The score at the top is an indicator of how relevant the content on that page is according to LDA.

  • Aaron's content is 72%* relevant for the query "seo tools."
  • SEOmoz's tools page is 40%* relevant.

*NOTE: (I inserted the logos.) You can run the same pages and get different results. The results are similar in that SEO Book always scored as more topically relevant, but the percentage varies. Is this the random Monte Carlo algorithm at work? Ben?

Mozinar Question:

"How do we execute this for SEO?"

Ben's Answer:

"I don't actually do SEO. I write code."

That's up to us, the SEOs, to play and test in our Google playground.

Use the tool to decide if you can win with LDA to optimize your on-page signals.

  1. Use the LDA Topics Tool to return words that could be used on a page for a query.
  2. Then determine who is ranking for that term.
  3. Simply write content that is highly on-topic based off the findings you observe.

If you are not performing that well in the SERPs, think about classic on-page optimization. In the example above, rather than putting another instance of "seo tools" on the page, LDA shows there are better ways to tell Google that you are about that topic. The tool provides a way to measure that.

IMPORTANT: There is a threshold at which too many related words will appear as too spammy. LDA is not something to be used to game Google.

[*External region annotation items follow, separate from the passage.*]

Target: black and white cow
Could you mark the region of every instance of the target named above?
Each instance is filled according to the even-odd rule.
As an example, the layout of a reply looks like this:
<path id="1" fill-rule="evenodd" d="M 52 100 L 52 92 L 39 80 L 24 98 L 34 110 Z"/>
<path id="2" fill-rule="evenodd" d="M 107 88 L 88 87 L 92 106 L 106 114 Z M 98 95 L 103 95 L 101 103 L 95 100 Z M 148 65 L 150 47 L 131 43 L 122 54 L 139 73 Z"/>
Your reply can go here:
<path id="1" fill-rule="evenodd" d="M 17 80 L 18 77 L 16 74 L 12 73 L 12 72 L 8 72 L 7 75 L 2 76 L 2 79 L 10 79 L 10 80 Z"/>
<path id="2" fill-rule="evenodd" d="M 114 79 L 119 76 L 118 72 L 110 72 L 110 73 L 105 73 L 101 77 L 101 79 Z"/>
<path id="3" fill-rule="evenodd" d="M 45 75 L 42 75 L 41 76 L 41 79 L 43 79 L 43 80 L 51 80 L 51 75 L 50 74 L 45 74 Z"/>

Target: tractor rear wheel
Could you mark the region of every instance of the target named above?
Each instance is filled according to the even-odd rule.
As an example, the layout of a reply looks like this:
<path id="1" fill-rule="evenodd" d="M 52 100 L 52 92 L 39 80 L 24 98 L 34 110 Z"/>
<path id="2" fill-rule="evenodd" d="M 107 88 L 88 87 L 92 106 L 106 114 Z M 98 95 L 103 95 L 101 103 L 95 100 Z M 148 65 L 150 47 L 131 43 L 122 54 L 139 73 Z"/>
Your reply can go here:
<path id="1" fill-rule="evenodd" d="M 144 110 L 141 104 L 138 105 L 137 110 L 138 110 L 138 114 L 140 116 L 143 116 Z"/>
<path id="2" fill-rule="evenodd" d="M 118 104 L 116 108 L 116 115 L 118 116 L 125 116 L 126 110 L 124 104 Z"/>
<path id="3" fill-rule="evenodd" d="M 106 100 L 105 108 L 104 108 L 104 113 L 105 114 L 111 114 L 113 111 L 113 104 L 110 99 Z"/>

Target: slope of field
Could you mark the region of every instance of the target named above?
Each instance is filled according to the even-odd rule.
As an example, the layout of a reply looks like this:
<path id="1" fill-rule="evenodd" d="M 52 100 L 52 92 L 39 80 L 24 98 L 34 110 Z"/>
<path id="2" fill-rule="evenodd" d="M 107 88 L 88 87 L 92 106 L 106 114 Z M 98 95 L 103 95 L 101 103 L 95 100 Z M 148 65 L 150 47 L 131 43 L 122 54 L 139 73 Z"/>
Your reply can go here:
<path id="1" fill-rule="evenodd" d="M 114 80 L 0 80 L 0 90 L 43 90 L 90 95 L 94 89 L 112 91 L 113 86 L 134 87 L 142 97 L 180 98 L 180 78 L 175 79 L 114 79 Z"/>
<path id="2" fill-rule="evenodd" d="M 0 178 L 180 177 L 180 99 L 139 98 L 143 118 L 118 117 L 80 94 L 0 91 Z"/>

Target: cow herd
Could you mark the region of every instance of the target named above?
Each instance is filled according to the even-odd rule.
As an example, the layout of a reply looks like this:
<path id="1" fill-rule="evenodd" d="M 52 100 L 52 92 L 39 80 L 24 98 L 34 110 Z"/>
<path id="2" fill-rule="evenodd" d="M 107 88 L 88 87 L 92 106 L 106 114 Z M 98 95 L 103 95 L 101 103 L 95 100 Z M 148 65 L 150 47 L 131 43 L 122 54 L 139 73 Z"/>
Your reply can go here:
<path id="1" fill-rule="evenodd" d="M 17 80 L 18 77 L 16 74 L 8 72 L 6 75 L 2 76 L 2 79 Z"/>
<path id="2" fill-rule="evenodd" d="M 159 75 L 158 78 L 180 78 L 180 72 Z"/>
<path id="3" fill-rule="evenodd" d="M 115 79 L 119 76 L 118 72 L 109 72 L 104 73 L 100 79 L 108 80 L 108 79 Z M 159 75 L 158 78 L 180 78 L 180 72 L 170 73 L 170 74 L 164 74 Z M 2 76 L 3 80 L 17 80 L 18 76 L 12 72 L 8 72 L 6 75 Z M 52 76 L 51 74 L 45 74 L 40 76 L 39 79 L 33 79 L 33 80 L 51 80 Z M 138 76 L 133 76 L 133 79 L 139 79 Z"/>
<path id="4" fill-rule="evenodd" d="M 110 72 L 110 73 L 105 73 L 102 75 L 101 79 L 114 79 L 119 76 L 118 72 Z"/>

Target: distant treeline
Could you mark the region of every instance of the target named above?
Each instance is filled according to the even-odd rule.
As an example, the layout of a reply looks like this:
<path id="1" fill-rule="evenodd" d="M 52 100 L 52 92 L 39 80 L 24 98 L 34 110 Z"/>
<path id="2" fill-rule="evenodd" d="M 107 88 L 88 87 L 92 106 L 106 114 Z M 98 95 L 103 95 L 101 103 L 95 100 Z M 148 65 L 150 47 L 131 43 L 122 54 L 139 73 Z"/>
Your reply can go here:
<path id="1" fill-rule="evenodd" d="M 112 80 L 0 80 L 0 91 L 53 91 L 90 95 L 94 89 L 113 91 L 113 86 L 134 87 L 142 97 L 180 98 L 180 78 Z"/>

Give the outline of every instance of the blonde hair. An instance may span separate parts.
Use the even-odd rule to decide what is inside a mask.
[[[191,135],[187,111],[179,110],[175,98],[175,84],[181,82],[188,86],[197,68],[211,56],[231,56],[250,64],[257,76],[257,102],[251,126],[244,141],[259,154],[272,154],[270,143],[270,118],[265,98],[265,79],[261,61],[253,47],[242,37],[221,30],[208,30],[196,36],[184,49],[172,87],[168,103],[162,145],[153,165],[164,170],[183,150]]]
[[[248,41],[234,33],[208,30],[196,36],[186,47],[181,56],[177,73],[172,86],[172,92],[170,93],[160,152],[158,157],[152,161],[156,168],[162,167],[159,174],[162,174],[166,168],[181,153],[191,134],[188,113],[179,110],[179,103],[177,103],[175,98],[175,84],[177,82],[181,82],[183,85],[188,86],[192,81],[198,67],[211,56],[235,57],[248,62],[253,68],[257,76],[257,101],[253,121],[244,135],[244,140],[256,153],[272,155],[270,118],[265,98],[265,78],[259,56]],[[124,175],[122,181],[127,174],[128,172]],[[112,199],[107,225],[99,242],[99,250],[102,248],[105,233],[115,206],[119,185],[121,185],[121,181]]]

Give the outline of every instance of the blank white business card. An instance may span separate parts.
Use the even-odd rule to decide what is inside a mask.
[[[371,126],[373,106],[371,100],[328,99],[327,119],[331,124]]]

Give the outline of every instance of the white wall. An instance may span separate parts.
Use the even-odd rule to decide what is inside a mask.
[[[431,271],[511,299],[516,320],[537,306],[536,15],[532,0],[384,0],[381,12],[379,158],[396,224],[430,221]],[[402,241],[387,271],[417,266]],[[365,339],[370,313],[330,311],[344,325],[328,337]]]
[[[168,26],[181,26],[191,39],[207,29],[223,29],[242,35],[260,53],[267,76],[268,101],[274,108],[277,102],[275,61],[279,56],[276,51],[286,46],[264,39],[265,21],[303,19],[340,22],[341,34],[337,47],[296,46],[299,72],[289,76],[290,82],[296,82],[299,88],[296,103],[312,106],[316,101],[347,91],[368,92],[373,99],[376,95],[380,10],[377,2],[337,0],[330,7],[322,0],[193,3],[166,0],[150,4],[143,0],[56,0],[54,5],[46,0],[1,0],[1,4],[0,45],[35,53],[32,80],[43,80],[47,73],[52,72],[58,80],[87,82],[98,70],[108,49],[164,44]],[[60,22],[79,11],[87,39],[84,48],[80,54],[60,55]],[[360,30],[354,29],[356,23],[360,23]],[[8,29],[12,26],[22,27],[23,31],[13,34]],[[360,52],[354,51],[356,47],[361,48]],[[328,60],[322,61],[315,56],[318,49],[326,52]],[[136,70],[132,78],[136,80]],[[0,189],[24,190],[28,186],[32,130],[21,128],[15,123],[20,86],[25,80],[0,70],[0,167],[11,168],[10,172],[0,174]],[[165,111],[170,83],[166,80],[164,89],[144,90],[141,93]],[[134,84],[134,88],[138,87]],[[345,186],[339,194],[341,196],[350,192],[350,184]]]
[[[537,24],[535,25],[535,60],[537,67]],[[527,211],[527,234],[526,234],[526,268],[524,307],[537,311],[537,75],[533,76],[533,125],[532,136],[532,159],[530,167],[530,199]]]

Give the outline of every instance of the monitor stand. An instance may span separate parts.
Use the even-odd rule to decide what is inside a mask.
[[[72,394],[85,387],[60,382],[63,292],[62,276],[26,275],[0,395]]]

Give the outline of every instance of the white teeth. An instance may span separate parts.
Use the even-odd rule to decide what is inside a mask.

Test the LDA Tool out for yourself, and draw your own conclusions.

***
DISCLAIMER: I'm not claiming this methodology has uncovered hidden SEO treasures. Time, testing and playing around with a new SEOmoz tool while observing the SERPs will reveal the answer. In the meantime, I'm going to dress up my pages and accessorize them with relevant terms that make them dazzle so they look good climbing the Google catwalk.